Sandisk and SK hynix have announced a landmark partnership that could reshape the future of memory for artificial intelligence. The companies have signed a memorandum of understanding aimed at standardizing High Bandwidth Flash (HBF), a forward-looking NAND flash-based technology built to mimic the high-speed performance of conventional DRAM-based HBM stacks—while delivering as much as 8 to 16 times the capacity at comparable cost.
The partnership centers around creating a new class of memory designed to meet the escalating demands of AI inference, especially as models grow larger and increasingly push up against the limits of existing hardware.
Unlike DRAM, which loses data when power is cut and demands constant energy to operate, NAND flash is non-volatile. This persistent storage approach helps curb the power and cooling requirements that are straining data centers and edge deployments, a key concern as AI adoption spreads.
Sandisk’s initial HBF prototypes leverage its proprietary BiCS NAND stacking and CBA wafer bonding technologies, showcased recently at the Flash Memory Summit 2025—where the company picked up the “Most Innovative Technology” award.

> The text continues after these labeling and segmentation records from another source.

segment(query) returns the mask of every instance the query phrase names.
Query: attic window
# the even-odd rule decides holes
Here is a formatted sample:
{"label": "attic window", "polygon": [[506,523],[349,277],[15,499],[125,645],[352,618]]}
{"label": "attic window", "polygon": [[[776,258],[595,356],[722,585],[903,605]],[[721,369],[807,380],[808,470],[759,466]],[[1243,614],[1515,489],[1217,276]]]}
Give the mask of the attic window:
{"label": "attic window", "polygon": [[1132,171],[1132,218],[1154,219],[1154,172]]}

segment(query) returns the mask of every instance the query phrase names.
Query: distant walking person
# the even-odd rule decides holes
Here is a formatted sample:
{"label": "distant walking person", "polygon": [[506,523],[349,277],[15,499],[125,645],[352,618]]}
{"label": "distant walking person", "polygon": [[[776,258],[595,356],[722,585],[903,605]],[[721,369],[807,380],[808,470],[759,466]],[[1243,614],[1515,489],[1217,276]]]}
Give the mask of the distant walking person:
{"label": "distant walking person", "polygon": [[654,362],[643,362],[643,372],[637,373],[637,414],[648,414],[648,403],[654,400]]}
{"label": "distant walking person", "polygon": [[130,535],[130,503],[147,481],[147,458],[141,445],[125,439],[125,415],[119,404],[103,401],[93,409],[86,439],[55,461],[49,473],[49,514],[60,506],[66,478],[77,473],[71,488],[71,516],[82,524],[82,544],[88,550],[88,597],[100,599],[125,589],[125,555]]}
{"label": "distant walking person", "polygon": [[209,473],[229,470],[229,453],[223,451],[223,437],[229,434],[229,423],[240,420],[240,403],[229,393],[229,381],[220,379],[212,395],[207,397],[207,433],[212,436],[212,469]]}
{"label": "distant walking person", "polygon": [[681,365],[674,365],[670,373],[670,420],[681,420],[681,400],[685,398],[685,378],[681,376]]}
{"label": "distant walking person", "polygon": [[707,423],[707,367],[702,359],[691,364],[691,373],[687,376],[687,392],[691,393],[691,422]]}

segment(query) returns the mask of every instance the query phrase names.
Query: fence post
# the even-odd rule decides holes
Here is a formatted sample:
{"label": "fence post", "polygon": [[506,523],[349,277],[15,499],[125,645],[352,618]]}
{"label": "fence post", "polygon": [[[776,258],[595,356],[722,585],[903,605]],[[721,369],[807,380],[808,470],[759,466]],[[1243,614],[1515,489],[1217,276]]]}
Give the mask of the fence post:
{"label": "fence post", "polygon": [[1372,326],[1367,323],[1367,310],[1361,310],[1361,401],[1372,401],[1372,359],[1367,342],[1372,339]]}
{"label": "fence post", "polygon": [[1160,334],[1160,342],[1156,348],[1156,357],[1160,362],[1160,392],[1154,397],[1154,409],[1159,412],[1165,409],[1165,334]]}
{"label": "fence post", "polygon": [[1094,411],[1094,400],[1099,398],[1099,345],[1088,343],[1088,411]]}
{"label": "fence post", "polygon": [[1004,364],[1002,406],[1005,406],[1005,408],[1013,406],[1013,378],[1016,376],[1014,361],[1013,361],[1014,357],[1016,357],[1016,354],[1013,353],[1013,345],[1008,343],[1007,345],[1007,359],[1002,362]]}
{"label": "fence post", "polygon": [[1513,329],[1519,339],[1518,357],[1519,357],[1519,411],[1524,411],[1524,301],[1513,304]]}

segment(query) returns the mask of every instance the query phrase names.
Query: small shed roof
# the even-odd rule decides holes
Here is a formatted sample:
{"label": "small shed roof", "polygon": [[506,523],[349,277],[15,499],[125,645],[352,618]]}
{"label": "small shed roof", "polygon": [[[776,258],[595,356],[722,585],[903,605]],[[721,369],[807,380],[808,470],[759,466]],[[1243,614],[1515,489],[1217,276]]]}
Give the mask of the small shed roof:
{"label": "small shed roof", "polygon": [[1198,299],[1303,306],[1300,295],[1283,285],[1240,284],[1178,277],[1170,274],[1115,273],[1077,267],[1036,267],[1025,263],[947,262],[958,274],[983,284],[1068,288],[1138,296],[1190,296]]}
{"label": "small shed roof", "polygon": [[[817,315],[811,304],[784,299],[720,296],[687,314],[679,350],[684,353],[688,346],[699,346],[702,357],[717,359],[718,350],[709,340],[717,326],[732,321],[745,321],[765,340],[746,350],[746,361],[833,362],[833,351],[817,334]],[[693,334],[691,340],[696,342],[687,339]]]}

The intent is to establish HBF as a cross-industry standard, rather than a closed, proprietary solution. To that end, Sandisk has convened a Technical Advisory Board comprising figures from both inside and outside the company, including recognized experts like RISC co-founder David Patterson and graphics leader Raja Koduri, to help shape the ecosystem and guide technical strategy.
What sets HBF apart is its ability to offer DRAM-like bandwidth with flash-grade capacity. In practical terms, this means future AI accelerators could support several terabytes of memory—without the escalating financial and thermal costs associated with current high-bandwidth DRAM.
For comparison, mixing HBM with HBF in next-gen GPUs could potentially scale memory from 192GB (a typical upper end for HBM today) all the way up to 3TB or even 4TB using only HBF, dramatically broadening the capabilities of AI inference hardware.
Industry adoption will be slow but steady, with first HBF modules expected to sample in the second half of 2026 and the first AI inference devices using the technology anticipated in early 2027.
The collaboration is especially significant as cutting-edge AI chipmakers like Nvidia and hyperscalers seek more affordable, lower-energy solutions amid skyrocketing demand—and as competitors like Samsung also invest in hybrid memory and flash-backed storage for upcoming hardware generations.
The Sandisk – SK hynix effort is more than just a technical milestone; it’s a signal that the memory ecosystem is evolving to embrace heterogeneous stacks, blending the best of DRAM, flash, and soon even next-generation persistent memories.